Together with HMS Amethyst, she was loaned by the Admiralty to the Atlantic Telegraph Company in 1864 and both ships were then extensively modified in 1865 for ferrying the Atlantic cable from the manufacturer's works at Enderby's Wharf, in East Greenwich, London, to the Great Eastern at her Sheerness mooring. The cable was coiled down into great cylindrical tanks at the wharf before being fed into the Great Eastern. Amethyst and Iris transferred 2,500 miles (4,000 km) of cable to Great Eastern, in an operation that took over three months, beginning in February 1865.

Both ships were used again for the same purpose in 1866 and 1869 by the Telegraph Construction & Maintenance Company (Telcon).
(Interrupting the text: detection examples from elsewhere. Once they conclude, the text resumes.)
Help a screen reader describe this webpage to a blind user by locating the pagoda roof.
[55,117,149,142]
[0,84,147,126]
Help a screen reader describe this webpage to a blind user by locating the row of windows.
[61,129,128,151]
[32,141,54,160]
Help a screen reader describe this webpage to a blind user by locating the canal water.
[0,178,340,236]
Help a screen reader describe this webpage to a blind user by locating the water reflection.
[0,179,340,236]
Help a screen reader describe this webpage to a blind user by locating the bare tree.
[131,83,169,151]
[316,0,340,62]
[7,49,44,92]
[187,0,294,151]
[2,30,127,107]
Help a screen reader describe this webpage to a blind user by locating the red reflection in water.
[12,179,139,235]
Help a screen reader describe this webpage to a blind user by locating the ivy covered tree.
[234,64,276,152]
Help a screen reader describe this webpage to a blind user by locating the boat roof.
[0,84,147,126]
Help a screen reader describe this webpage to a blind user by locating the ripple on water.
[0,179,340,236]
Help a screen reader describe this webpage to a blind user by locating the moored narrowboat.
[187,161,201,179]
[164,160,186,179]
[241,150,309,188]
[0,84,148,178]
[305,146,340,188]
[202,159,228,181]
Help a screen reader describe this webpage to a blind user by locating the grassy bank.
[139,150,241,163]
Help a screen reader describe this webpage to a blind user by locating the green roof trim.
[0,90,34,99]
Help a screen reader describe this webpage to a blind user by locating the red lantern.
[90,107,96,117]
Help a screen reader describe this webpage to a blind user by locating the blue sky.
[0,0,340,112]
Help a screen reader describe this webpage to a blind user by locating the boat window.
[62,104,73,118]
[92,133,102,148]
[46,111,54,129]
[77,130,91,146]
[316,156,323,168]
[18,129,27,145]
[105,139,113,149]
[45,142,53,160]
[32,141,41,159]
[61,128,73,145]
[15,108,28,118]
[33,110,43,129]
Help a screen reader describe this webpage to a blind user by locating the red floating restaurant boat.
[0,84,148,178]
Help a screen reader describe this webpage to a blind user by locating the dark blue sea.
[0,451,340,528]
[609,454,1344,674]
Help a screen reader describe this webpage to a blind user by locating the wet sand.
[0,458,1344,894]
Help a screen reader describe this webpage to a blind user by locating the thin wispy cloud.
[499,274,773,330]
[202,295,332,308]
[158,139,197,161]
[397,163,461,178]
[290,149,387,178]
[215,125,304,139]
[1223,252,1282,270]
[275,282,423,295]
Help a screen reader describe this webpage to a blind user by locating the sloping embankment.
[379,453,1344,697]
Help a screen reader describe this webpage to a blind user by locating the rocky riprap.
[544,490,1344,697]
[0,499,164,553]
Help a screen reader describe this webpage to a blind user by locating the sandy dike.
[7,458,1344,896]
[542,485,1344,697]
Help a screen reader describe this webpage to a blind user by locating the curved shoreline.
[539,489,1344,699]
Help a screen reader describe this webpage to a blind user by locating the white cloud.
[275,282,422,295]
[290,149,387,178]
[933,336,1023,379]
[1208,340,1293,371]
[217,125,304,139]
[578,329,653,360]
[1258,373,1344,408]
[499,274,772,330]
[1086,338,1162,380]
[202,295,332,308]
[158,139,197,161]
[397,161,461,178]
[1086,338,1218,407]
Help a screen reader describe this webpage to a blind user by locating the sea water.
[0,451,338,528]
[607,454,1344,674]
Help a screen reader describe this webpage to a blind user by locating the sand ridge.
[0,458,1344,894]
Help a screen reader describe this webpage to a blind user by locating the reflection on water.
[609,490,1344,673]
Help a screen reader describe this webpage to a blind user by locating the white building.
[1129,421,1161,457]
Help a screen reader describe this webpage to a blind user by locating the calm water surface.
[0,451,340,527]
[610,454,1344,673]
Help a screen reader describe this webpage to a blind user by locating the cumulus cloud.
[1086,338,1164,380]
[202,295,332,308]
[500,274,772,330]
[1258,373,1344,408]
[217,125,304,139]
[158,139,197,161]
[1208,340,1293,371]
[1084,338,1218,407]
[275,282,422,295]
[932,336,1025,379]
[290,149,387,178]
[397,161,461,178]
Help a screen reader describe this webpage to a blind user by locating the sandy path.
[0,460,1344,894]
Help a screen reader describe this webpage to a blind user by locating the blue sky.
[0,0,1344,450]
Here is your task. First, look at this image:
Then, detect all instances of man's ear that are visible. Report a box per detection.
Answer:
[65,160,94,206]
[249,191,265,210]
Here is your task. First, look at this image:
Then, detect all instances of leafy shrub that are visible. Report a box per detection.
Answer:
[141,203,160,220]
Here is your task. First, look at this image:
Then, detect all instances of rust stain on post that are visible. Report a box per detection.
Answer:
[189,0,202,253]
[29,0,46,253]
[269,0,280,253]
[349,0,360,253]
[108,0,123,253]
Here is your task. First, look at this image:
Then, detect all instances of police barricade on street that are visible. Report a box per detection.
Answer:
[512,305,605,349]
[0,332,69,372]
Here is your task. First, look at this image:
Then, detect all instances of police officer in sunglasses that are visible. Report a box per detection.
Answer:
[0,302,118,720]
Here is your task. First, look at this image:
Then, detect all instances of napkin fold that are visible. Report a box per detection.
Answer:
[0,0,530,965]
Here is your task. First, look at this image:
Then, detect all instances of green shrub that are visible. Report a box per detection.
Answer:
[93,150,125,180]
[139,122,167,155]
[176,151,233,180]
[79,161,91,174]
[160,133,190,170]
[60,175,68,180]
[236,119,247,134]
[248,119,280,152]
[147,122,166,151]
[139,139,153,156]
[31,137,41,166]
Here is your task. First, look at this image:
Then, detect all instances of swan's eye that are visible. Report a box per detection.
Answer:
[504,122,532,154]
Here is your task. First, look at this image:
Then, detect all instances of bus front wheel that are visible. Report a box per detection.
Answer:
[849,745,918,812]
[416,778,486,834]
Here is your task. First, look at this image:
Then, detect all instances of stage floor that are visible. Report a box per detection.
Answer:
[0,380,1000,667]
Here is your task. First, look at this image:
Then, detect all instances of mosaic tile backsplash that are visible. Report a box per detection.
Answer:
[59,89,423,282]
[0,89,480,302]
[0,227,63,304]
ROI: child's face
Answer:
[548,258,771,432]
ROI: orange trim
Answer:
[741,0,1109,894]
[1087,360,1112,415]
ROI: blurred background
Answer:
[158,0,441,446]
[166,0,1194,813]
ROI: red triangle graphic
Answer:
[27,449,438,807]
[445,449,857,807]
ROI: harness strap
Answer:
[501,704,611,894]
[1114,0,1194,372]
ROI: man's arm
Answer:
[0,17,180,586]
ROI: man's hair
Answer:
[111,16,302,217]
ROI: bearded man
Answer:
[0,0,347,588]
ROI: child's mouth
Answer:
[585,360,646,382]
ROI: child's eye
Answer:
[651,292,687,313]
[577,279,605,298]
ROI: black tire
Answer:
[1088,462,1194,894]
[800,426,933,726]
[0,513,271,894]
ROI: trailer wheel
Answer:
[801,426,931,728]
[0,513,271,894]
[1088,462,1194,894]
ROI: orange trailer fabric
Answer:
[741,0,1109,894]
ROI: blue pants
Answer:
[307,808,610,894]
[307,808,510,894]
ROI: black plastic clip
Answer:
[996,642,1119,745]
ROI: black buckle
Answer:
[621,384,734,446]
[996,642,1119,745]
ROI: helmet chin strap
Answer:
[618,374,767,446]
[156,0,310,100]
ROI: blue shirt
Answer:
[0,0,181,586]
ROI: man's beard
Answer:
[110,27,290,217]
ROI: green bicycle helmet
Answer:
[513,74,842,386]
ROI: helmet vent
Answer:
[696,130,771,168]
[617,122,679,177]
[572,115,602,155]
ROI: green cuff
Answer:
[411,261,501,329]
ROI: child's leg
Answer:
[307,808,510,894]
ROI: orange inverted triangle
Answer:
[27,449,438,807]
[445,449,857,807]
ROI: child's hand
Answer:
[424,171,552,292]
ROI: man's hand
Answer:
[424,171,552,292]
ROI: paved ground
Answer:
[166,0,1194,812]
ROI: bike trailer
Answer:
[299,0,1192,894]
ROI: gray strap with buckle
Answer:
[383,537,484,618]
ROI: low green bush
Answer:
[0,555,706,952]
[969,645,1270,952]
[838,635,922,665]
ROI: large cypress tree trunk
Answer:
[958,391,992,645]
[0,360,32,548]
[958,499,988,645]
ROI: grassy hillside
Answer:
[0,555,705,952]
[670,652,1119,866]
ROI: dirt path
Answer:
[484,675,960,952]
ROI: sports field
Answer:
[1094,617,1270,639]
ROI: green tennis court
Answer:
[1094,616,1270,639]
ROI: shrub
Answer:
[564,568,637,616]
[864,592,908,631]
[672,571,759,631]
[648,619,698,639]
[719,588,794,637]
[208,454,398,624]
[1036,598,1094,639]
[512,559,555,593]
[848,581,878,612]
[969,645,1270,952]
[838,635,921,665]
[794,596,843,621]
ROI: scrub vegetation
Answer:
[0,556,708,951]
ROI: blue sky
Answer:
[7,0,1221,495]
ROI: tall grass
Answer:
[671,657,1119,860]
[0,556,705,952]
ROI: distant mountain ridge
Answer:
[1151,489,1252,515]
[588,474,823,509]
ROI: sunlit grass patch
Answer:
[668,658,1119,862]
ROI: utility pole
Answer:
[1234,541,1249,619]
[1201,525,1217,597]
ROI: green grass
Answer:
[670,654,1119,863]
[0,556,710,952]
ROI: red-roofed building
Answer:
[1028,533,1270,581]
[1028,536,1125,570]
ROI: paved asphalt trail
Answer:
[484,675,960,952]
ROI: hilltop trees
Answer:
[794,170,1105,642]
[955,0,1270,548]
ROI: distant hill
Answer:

As obsolete sailing vessels which had to be towed while ferrying cable, neither ship was capable of independent operation, and both were described as "hulks" in contemporary reports. Also in 1866 HMS Iris was loaned to help in the recovery of the steamer Foyle, which had sunk in collision with the steamer Collingwood off Barking in the Thames on 12 September. The Sail and Steam Navy List notes that according to Admiralty records, HMS Iris and HMS Amethyst were sold to the Telegraph Construction and Maintenance Company (Telcon) after being decommissioned on 16 October 1869.